When Seoul deployed the THAAD U.S. missile defense system in 2016, Beijing expressed its displeasure with a ban on Korean film and culture imports. A Korean film hasn’t had a proper theatrical outing in the mainland since 2015’s “The Assassination,” co-written and directed by Choi Dong-hoon.
Seven Korean films were invited to screen at the Beijing International Film Festival in 2018, including Hong Sang-soo’s “Claire’s Camera” and “The Day After,” signaling what observers hoped at the time would be a broader thaw. While that didn’t prove true at the time, “Oh! My Gran” is now breaking the ice. The formal, government-approved theatrical release is an indication that an influx of Korean content could be set to enter the world’s largest film market.
The news also hit the same day that GQ magazine’s Chinese edition revealed that Korean actor Lee Dong Wook (“My Girl,” “Scent of a Woman,” “Tale of the Nine Tailed”) is the cover star for its December 2021 issue.

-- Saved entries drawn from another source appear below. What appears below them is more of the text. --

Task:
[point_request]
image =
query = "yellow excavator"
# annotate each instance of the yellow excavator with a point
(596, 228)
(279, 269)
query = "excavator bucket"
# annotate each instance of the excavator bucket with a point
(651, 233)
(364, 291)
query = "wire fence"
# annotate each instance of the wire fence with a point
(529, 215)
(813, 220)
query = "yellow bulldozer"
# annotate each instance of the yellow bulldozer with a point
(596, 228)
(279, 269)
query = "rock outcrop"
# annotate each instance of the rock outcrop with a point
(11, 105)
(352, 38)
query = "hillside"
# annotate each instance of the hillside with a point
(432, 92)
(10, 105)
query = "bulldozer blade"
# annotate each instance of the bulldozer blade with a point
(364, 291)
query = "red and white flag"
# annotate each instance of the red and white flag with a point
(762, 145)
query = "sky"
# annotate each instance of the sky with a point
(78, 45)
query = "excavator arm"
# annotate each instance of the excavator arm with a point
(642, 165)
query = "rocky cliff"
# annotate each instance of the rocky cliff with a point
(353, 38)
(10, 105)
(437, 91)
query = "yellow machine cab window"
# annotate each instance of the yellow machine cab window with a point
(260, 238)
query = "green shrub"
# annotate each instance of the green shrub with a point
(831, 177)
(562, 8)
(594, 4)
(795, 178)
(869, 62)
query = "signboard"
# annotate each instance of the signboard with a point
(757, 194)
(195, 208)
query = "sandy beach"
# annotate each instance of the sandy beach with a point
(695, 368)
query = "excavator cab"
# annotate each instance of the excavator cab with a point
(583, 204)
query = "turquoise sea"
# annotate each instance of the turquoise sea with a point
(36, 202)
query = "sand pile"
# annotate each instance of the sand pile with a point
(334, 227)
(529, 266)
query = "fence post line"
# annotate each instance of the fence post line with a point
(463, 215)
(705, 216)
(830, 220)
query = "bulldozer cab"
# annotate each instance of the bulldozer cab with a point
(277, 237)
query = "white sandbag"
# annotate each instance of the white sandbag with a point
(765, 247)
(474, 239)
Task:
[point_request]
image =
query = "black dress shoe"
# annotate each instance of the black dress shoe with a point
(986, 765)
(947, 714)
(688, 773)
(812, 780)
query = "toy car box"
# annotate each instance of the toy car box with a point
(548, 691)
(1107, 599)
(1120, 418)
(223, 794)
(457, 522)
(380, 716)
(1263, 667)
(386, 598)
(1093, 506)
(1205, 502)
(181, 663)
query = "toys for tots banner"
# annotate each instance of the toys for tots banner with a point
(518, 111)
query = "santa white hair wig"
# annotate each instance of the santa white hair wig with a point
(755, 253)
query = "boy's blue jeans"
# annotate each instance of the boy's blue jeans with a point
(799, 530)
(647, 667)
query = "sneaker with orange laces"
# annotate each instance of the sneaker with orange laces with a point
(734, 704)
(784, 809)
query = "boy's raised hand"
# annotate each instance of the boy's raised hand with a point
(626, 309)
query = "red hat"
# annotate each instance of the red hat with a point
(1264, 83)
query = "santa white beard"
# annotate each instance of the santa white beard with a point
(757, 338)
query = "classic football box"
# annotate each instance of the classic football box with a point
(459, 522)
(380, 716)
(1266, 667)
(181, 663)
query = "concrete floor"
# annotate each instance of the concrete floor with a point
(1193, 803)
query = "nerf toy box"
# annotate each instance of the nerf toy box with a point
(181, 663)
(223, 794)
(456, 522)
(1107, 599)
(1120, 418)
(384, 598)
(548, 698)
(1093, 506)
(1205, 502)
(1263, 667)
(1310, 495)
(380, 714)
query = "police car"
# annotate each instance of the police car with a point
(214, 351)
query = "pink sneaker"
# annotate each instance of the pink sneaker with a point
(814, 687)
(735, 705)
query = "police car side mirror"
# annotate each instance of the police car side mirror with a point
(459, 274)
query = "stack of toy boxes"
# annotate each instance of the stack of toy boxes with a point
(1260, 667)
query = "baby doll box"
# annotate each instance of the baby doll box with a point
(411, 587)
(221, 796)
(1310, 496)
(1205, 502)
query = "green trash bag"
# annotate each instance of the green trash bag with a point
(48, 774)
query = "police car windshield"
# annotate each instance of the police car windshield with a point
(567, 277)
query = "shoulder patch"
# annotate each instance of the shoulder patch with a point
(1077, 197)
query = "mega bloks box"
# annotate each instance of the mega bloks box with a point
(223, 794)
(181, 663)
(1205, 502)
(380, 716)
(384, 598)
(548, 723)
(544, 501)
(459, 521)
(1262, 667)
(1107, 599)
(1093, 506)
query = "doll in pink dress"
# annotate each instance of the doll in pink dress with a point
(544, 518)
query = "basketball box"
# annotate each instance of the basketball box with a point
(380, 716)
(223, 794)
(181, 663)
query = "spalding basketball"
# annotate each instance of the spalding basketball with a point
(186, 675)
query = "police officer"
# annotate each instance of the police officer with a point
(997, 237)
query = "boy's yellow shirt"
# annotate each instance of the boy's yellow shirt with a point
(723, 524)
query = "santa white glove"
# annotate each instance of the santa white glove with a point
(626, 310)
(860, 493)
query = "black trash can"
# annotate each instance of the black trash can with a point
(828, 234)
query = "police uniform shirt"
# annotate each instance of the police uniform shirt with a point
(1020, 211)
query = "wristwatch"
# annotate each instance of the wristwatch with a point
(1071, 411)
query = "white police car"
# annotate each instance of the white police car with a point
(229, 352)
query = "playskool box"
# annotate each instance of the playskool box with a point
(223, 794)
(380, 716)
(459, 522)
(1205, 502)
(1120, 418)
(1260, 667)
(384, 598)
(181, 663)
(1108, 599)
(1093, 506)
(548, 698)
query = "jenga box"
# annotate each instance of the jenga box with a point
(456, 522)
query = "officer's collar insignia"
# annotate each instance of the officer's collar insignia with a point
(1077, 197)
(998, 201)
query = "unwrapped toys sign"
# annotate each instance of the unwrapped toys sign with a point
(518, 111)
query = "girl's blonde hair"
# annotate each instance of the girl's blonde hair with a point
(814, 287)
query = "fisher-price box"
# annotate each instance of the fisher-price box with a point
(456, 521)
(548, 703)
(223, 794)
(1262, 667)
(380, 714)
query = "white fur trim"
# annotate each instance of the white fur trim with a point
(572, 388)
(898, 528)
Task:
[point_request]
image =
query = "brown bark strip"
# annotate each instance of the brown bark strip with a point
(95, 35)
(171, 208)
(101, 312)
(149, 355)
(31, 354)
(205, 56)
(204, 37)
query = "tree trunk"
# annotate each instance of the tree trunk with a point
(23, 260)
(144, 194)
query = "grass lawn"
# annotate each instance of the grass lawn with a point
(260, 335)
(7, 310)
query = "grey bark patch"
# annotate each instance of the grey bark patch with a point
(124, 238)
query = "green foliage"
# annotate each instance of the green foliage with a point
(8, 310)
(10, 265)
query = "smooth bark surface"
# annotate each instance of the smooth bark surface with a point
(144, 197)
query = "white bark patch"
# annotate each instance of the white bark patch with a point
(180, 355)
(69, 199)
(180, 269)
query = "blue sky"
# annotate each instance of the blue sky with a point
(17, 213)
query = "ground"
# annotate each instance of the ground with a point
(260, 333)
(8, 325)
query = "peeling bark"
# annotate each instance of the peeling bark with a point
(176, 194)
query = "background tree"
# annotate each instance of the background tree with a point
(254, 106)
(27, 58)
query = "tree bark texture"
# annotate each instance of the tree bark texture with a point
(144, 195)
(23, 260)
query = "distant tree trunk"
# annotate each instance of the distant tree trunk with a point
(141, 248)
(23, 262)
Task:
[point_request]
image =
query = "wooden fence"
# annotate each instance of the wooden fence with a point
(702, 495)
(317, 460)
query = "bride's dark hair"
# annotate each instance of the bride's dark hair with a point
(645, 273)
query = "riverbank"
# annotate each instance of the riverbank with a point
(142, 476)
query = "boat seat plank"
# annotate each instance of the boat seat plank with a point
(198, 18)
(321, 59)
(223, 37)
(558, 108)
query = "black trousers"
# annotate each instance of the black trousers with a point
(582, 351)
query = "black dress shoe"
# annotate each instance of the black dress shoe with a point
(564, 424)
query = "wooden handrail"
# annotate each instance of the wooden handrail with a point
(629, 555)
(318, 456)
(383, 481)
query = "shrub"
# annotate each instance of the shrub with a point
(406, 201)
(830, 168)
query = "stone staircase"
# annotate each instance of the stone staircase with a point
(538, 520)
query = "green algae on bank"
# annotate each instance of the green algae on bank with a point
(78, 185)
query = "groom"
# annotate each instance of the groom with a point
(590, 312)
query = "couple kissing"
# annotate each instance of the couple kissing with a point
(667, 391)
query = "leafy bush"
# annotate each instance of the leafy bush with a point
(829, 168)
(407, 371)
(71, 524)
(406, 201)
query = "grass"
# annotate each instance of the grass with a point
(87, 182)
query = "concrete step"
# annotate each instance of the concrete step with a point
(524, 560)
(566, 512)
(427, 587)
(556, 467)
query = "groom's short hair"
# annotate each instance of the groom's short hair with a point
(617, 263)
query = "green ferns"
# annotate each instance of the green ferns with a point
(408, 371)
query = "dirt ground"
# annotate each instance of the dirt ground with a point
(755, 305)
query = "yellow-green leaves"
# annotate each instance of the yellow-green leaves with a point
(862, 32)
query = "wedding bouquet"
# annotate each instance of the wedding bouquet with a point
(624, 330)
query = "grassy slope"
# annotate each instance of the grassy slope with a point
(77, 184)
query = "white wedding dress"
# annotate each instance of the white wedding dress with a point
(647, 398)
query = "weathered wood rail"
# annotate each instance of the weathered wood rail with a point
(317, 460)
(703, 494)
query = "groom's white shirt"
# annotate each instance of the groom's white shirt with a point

China is home to millions of devout K-pop and K-drama fans who, for years, have followed the latest developments of series and bands through informal channels, in spite of China’s import moratorium. Fans expressed their excitement at the prospect of Korean culture once again allowed into the mainstream, with the hashtag “#Korean Films Released in the Mainland After 6 Years” viewed more than 150 million times. Many posted variations on the question: “Is this the end of Hallyu [Korean wave] restrictions?”
Veteran Korean actress Na was born in Beijing. A number of viewers in China who were familiar with “Oh! My Gran” or her past work encouraged others to see the title in theaters over social media. Next year marks the 30th anniversary of the establishment of formal diplomatic relations between South Korea and China.
The announcement of the film’s release comes just two days before its actual premiere, leaving little time for promo. Only around 2,000 people currently have indicated they’re interested in the film on the Maoyan platform, and only 257 screenings nationwide are currently planned for opening day.
According to data from Alibaba’s Beacon database, the top five highest grossing Korean films in China of all time are the 2015 spy flick “Assassination,” which grossed RMB47 million ($6.73 million, according to Box Office Mojo data with exchange rates at the time); 2014’s “The Admiral: Roaring Currents,” which earned RMB27 million ($3.98 million); “The Thieves” in 2013, which grossed RMB22 million ($2.95 million); 2011’s sci-fi actioner “Sector 7” (RMB21.2 million); and the 2009 thriller “Tidal Wave (Haeundae)” RMB16.7 million.